There's something there, sure. You could probably thread the needle and make a very sinister organization that did not quite devolve into Captain Planet-style motiveless villains. Progenitors doesn't quite manage it, but it's possible. It's just that sitting here in the 21st century, the whole thing has a very reactionary vibe to it. Not necessarily in its intent, but definitely in its aesthetics. "You can't trust power" segues very seamlessly into "you can't trust expertise." And it would be irresponsible in America to ignore the way that "preference for local control" was often a thinly-veiled disguise for "massive resistance to civil rights."

It's the anarchist's dilemma, really. Ideally people should be responsible both to and for themselves. Centralized authority can't possibly understand all the details and nuances of your particular situation, and thus any rules it makes must, on some level, be better suited to the interests of lawmakers than to your own. And yet, it is often the very indifference of that central authority that works to keep you honest. They don't care about your situation, sure, but they also don't care about your excuses. And that may well protect you from a myriad of petty tyrannies. It is often only your neighbors that care enough to oppress you.

So what's the balance? How do you reconcile the dispassionate justice of distant oversight with the flexible, empathetic humanity of local control? Hell if I know. All I really know is that I have absolutely zero interest in learning about the Technocracy's role in Ruby Ridge.

Progenitors also adds a new wrinkle to the debate about whether Mage: the Ascension is anti-science. It is weirdly ambivalent about the birth control pill. The book refuses to come down definitively over who invented it, but it offers two possibilities. It was either the Cult of Ecstacy, in which case it was "to allow Sleepers greater access to their sexuality." Or it was the Progenitors, who intended to "use these compounds to detect and destroy nonhumans born into the human population."

It's not entirely supported by canon (though it can be hard to tell, with this book's unreliable narrator), but one way to look at it is that the Technocracy falsely takes credit for science. They invent some things, but mostly just those that impoverish, pollute, and oppress. The technology that liberates was either invented by the Traditions or by the Sleepers themselves. The Technocracy was never about science, but about the nightmare of science.

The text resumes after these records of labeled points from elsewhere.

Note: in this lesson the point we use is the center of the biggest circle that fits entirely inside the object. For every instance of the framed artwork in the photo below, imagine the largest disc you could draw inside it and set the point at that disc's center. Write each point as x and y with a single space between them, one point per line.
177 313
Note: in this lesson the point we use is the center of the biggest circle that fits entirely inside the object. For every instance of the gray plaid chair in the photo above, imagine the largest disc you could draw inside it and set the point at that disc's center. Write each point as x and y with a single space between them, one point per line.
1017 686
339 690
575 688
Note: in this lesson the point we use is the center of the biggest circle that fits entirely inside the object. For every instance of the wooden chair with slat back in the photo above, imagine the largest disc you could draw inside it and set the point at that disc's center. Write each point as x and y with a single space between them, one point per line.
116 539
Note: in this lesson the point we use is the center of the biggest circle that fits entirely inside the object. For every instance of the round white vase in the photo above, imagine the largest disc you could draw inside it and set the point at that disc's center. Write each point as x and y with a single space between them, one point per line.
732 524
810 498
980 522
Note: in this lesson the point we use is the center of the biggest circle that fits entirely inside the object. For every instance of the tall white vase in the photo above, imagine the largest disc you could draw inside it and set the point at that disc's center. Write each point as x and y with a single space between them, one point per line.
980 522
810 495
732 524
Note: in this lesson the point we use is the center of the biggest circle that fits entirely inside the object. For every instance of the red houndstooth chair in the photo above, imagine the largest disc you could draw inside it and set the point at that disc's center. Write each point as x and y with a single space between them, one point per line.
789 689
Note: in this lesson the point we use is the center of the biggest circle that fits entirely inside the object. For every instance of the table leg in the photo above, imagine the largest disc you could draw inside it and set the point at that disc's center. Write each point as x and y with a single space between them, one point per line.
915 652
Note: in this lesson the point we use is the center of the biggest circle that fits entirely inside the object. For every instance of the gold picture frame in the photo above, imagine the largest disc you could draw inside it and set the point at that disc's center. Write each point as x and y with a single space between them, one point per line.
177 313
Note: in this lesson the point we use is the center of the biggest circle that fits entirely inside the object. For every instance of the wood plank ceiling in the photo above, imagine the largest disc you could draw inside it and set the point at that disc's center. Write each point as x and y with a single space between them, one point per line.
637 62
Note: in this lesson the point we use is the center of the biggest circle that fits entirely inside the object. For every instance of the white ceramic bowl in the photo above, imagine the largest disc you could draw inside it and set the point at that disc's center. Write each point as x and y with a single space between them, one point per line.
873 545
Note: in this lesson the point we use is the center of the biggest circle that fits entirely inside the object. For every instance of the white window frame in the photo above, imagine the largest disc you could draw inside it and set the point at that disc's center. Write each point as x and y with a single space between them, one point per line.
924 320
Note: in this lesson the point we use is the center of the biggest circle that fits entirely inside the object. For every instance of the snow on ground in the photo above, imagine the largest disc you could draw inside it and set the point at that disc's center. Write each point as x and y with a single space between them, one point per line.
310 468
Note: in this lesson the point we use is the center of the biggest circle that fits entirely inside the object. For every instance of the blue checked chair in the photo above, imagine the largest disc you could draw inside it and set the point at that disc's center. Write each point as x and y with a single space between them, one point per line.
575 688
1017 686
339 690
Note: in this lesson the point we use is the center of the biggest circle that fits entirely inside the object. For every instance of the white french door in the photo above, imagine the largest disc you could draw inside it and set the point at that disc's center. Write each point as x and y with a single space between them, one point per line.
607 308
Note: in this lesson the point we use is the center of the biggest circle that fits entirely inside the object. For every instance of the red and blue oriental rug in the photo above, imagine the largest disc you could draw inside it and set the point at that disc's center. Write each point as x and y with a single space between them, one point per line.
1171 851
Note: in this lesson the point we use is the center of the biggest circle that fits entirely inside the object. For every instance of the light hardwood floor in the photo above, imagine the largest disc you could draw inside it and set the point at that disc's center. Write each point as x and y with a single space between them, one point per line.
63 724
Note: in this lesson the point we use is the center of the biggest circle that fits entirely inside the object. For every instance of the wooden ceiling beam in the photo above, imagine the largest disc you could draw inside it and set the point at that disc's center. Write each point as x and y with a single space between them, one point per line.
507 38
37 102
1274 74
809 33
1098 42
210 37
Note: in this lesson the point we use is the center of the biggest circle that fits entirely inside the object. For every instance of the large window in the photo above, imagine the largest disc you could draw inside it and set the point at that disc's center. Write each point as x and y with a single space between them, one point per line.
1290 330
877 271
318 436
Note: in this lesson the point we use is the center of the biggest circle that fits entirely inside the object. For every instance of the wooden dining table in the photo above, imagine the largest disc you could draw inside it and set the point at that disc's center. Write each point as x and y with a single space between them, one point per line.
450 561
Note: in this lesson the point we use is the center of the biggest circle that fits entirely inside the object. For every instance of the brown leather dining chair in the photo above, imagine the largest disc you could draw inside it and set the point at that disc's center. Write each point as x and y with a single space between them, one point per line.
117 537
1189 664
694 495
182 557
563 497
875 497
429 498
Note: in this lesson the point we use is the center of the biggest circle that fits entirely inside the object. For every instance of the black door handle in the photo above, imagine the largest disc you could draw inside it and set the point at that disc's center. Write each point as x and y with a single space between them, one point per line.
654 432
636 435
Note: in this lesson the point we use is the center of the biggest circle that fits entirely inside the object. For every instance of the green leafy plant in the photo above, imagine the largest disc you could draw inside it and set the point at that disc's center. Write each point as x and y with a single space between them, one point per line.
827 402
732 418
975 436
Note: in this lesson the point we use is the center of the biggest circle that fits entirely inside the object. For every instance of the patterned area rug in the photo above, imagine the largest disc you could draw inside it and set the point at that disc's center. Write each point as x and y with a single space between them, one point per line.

I don't entirely buy it, because the game I remember was often wildly inconsistent on this point. Ultimately, science isn't just an aesthetic, or even a body of knowledge, it's an aspiration - a rigorous dedication to the pursuit of truth through reason and empirical observation. Even to the degree that the Traditions contribute to science through things like inventing birth control pills, they don't really embrace those ideals. The Technocracy doesn't really come close either, what with its deeply counterfactual worldview, but it does occasionally talk a good game. It's tricky - you can't call it "anti-science," because the "science" it is against is barely recognizable, but you can't call it "pro-science" for exactly the same reason.

Although Mage is going to get much deeper into this particular set of weeds before all is said and done. As of this book, the Progenitors are still using spells, the introductory fiction describes their practices in-character as "magic," they can use drugs to shapeshift, and they're prone to breeding genetically-engineered dragon-monsters. It's entirely consistent with the last book, where they were transforming people into magic spiders, but it's also a long way from where they're going to end up.

I can't say that I care much for this vision of the Technocracy, but it's still early in the game's lifespan, so there's time enough to it to evolve into something a bit more comfortable.

Ukss Contribution: Primessence, a terrifying drug that transforms a victim's blood into a glowing magical ooze that mages can use to power their spells. It's a pretty neat image, even if it is evil as hell.